DMR Generator application workflow: A) Upload bigWig data and annotation file; B) select genome and chromosomes; C) (optionally) specify advanced settings; D) monitor progress and download results. E) Resulting DMRs can be plotted in a genome browser.

Publications and Presentations

  • Li R, Grimm SA, Mav D, Gu H, Djukovic D, Shah R, Merrick A, Raftery D and Wade PA, “Obesity Predisposes to Colon Cancer by Reprogramming Colonic Cell Metabolism and Rewiring Colonic Signal Transduction in Mice.” (Submitted to Gastroenterology).
  • Grimm SA, Shimbo T, Mav D, Takaku M, Thomas JW, Auerbach S, Bennett BD, Bucher JR, Burkholder AB, Dai S, Du Y, French JF, Li J, Merrick AB, Tice RR, Wang T, Xu X, Shah R, Bushel PR, Fargo DC, Mullikin JC, Wade PA, “Transcription factor-DNA interactions govern allelic inheritance of DNA methylation in mice. (In preparation)
  • Mav D, Tandon A, Phillips J, Howard BE, Wade P, Shah R (2017). DMR Generator: Interactive Application for Differentially Methylated Regions Detection. In: 2017 Annual Meeting Abstract Supplement, Society of Toxicology, 2017.
  • Tandon A, Mav D, Phillips J, Shah M, Phadke D, Howard BE, Merrick BA, Wade P, Bucher B, Shah R. DMR Generator: Interactive Application for Differentially Methylated Regions Detection. (Submitted to Bioinformatics)

Risk21 RoadMap

The Risk21 RoadMap is a web-enabled visualization tool developed at Sciome in collaboration with the ILSI Health and Environmental Sciences Institute (HESI). This tool automates the Risk21 framework for problem formulation and risk assessment, as developed by researchers at HESI. The Risk21 framework is a highly visual process for problem formulation and risk assessment that allows researchers to integrate available exposure and toxicology information in way that can be effectively communicated with a variety of stakeholders, including those without extensive training in the toxicological sciences. Sciome’s role in this project was to design and implement the software on behalf of the client. The resulting application, referred to as the Roadmap Risk21 Visualization (RRV) tool, is currently being utilized by hundreds of research groups across the globe. A number of stakeholder engagement and educational workshops within the US and around the world have also been conducted, focusing on the use of RRV for toxicological research.

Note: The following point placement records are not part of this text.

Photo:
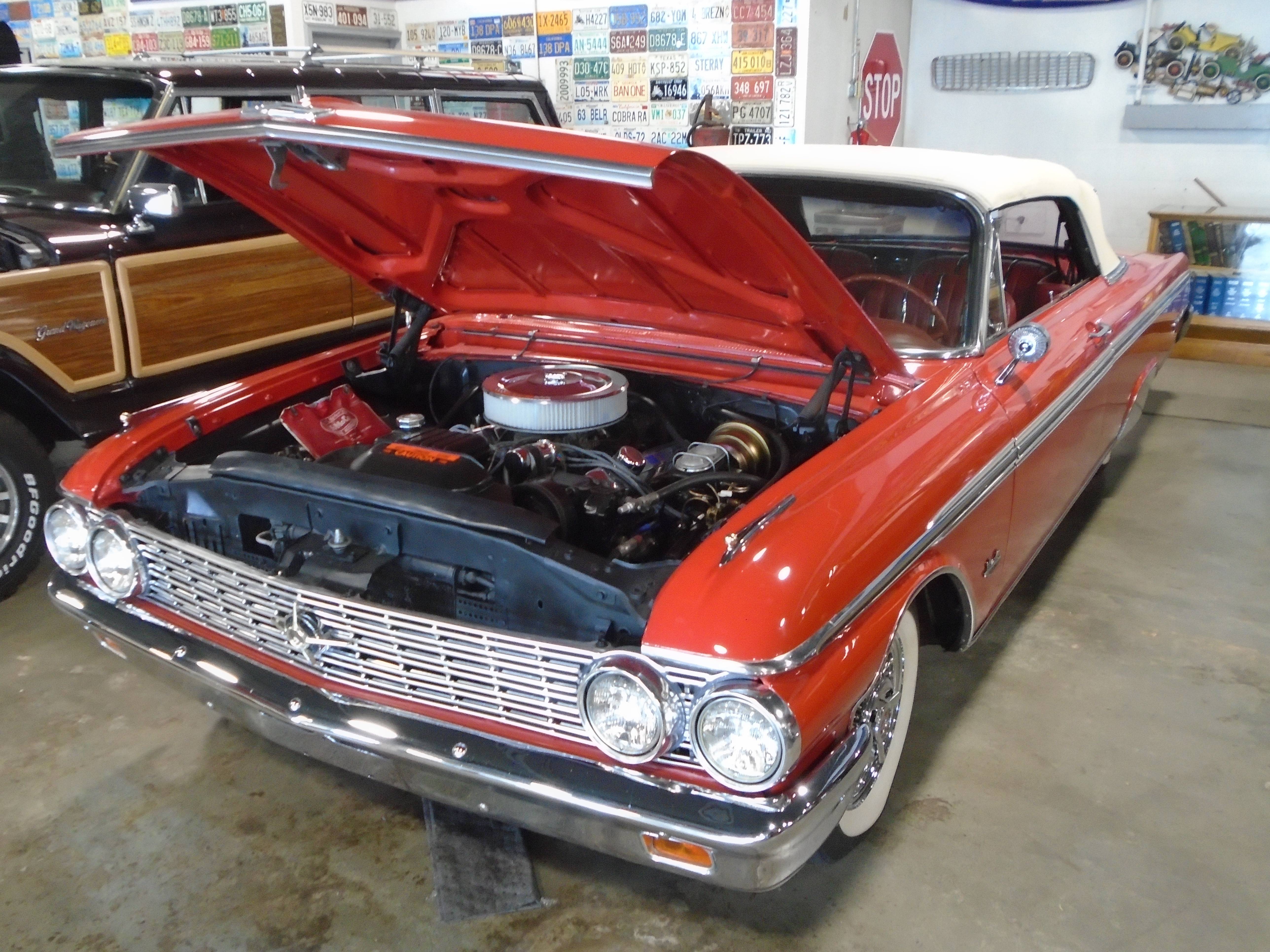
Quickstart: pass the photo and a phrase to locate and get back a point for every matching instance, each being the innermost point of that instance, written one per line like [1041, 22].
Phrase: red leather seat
[900, 314]
[845, 262]
[1024, 281]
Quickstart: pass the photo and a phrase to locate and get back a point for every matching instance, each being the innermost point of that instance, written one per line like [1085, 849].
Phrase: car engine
[552, 499]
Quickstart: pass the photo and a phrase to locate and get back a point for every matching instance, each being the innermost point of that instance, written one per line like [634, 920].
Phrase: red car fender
[824, 692]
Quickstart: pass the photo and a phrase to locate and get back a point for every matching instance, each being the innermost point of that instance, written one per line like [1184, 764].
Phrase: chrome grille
[507, 678]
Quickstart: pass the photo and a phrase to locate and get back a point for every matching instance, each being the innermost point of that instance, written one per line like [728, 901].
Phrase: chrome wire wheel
[9, 508]
[887, 708]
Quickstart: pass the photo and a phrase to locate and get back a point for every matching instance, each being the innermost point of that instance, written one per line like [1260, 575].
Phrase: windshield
[36, 110]
[905, 254]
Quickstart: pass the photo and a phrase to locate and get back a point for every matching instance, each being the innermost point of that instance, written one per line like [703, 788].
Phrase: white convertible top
[990, 181]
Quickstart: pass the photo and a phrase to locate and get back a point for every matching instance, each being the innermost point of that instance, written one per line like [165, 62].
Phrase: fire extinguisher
[708, 125]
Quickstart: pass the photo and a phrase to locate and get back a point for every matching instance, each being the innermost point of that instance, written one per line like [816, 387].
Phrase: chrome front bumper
[758, 842]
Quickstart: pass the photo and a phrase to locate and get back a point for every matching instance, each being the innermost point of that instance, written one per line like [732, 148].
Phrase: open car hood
[507, 219]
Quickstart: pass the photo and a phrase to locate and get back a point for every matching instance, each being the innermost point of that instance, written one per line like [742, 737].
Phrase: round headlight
[629, 708]
[67, 537]
[747, 738]
[112, 561]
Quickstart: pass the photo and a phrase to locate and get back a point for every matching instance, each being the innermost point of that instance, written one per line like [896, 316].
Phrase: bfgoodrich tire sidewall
[32, 478]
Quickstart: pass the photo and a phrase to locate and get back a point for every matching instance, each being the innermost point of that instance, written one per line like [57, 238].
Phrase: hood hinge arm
[849, 364]
[401, 355]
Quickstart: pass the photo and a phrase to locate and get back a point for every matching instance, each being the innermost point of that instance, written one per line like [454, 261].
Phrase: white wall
[830, 115]
[1132, 170]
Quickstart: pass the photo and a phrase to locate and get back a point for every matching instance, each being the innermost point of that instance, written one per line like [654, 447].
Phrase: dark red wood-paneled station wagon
[632, 527]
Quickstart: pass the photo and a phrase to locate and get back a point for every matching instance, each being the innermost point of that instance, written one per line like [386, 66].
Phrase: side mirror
[1028, 344]
[152, 201]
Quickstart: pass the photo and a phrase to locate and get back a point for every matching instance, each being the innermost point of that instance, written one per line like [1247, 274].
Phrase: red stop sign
[882, 89]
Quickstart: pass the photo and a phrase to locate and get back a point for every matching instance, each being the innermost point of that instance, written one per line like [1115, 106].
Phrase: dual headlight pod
[742, 732]
[100, 545]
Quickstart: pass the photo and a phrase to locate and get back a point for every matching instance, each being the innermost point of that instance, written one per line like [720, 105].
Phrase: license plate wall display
[67, 30]
[638, 72]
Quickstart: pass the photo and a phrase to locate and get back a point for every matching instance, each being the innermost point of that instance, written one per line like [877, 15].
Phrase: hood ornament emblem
[307, 634]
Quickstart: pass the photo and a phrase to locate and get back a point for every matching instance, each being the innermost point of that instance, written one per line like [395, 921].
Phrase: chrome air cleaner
[556, 398]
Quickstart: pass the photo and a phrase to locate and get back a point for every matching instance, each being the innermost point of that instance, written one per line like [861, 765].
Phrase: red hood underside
[506, 219]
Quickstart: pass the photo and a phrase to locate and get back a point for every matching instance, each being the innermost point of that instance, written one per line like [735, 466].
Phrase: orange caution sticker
[422, 454]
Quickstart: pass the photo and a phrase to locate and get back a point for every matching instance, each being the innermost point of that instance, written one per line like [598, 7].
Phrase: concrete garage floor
[1095, 775]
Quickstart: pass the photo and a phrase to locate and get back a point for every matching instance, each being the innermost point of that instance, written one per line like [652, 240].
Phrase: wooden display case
[1230, 254]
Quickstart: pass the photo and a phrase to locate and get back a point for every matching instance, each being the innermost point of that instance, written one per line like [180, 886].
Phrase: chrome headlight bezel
[79, 515]
[770, 706]
[647, 677]
[115, 526]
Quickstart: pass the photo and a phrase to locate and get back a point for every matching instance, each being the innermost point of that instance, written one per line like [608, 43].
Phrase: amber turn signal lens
[669, 850]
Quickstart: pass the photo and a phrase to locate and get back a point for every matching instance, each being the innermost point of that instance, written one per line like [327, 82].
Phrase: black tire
[26, 492]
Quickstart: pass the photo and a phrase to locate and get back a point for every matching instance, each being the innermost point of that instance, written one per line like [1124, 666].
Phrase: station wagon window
[36, 110]
[1042, 256]
[905, 254]
[501, 110]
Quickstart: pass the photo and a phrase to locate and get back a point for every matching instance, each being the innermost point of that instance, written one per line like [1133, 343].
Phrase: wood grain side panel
[194, 305]
[65, 322]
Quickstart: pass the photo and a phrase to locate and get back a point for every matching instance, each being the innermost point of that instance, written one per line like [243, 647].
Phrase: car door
[1058, 414]
[220, 281]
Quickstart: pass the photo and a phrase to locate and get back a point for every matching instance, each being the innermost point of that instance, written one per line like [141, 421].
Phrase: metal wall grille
[1011, 73]
[507, 678]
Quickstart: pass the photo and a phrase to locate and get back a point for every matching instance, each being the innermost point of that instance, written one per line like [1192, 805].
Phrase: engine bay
[545, 498]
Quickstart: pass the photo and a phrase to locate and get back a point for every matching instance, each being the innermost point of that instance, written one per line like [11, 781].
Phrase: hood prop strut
[399, 355]
[812, 418]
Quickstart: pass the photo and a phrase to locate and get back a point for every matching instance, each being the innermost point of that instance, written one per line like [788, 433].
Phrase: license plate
[751, 135]
[752, 114]
[751, 87]
[671, 89]
[591, 92]
[628, 41]
[628, 115]
[752, 61]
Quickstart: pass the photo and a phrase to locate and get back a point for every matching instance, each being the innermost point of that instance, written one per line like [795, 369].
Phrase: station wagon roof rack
[318, 55]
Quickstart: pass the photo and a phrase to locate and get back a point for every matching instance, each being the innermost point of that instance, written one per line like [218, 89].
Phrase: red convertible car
[630, 531]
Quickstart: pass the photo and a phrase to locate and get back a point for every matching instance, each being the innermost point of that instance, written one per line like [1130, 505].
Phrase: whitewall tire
[889, 706]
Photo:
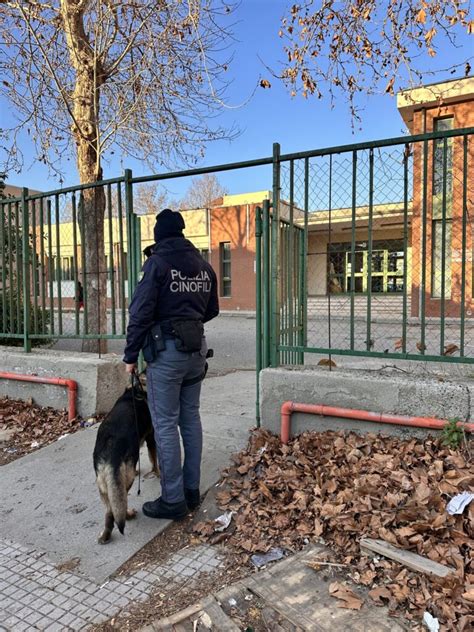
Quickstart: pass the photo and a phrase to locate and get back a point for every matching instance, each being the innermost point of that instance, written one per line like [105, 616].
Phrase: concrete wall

Publications and Presentations

  • Wolf DC, Bachman A, Barrett G, Bellin C, Goodman JI, Jensen E, Moretto A, McMullin T, Pastoor TP, Schoeny R, Slezak B, Wend K. Embry MR. (2016). Illustrative case using the RISK21 roadmap and matrix: prioritization for evaluation of chemicals found in drinking water. Critical Reviews in Toxicology, 46: 43-53.
  • Embry MR, Bachman AN, Bell DR, Boobis AR, Cohen SM, Dellarco M, Dewhurst IC, Doerrer NG, Hines RN, Moretto A, et al. (2014). Risk assessment in the 21st century: Roadmap and matrix. Critical Reviews in Toxicology, 44:6-16.